Les femmes qui se sont organisées au sein de Terre pour tous, une association de membres de familles de Tunisiens disparus en Méditerranée, ont cherché une réponse à cette douloureuse solitude. Parmi elles, Leyla Akik, mère de Youseff, qui tentait de rejoindre l'Italie. Leyla n'a pas eu de nouvelles de son fils depuis plus de trois ans. « Il n'est pas là, dit-elle, c'est pourquoi mon combat pour connaître la vérité a pris de l'ampleur et je me sens maintenant comme la mère de tous les jeunes qui disparaissent ».

La « maternité migrante » c’est aussi celle des femmes qui, dans leur propre pays, se retrouvent à jouer le rôle de mères pour les enfants de celles qui sont parties. Des femmes qui assument des charges et des responsabilités. Des femmes qui n'épargnent pas leur protection à celles et ceux qui ne peuvent pas l'obtenir de leur mère qui a été forcée d'émigrer. Qui donnent de l'amour à celles et ceux qui ne sont pas nés d'elles mais qui ont besoin d'elles. Elles s'occupent des enfants de leur sœur, belle-sœur, cousine, voisine, partageant avec eux le peu qu'elles ont. Des familles élargies qui ne se targuent d'aucune modernité mais qui réparent les échecs d'une émigration qui ne tient pas compte de l'affection et des liens familiaux. Des mères de substitution.

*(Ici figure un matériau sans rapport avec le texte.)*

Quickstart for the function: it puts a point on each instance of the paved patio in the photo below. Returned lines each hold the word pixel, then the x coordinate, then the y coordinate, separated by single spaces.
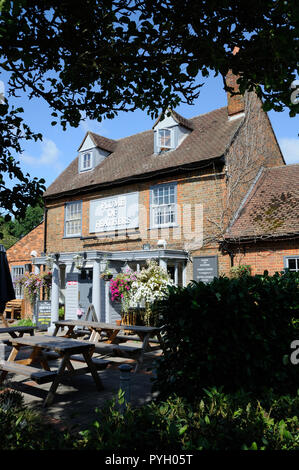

La « maternité migrante » c’est encore celle des femmes qui laissent leurs enfants et partent précisément pour leur garantir un avenir meilleur. Elles savent qu'elles s'exposent à d'énormes dangers. Elles savent que les guettent la violence et le viol, tout comme les privations.  Que le prix à payer peut être très élevé. Parfois, elles deviennent mères au cours du voyage et ne savent pas qui est le père des nouveaux enfants qu'elles mettent au monde et qu'elles aiment malgré tout.

Comme le racontent Fiore Kenfa, une jeune Erythréenne de 24 ans, et Fassiuta Giomande, une Ivoirienne de 41 ans, qui sont arrivées du bateau « Diciotti » des garde-côtes italiens au service d'obstétrique de l'hôpital de Palerme.

Fiore Kenfa a laissé une fille trois ans plus tôt dans son village en Erythrée, son mari est en Suisse. Elle est d'abord partie travailler au Soudan, où elle a été violée. Elle est ensuite partie en Libye, où elle est tombée enceinte.

Fassiuta Giomande, quant à elle, a été contrainte d’abandonner six enfants en Côte d'Ivoire. Celui qu'elle va mettre au monde à Palerme est le septième.  « Certains penseront peut-être que je ne suis pas une bonne mère, mais je suis partie précisément pour garantir à mes enfants un avenir meilleur. J'espère les serrer à nouveau dans mes bras, leur présenter leur petit frère qui va naître, vivre ensemble une vie digne. Est-ce que je demande trop ? ». La mère qui quitte ses enfants par amour pour eux est la plus douloureuse des contradictions. Mères interrompues.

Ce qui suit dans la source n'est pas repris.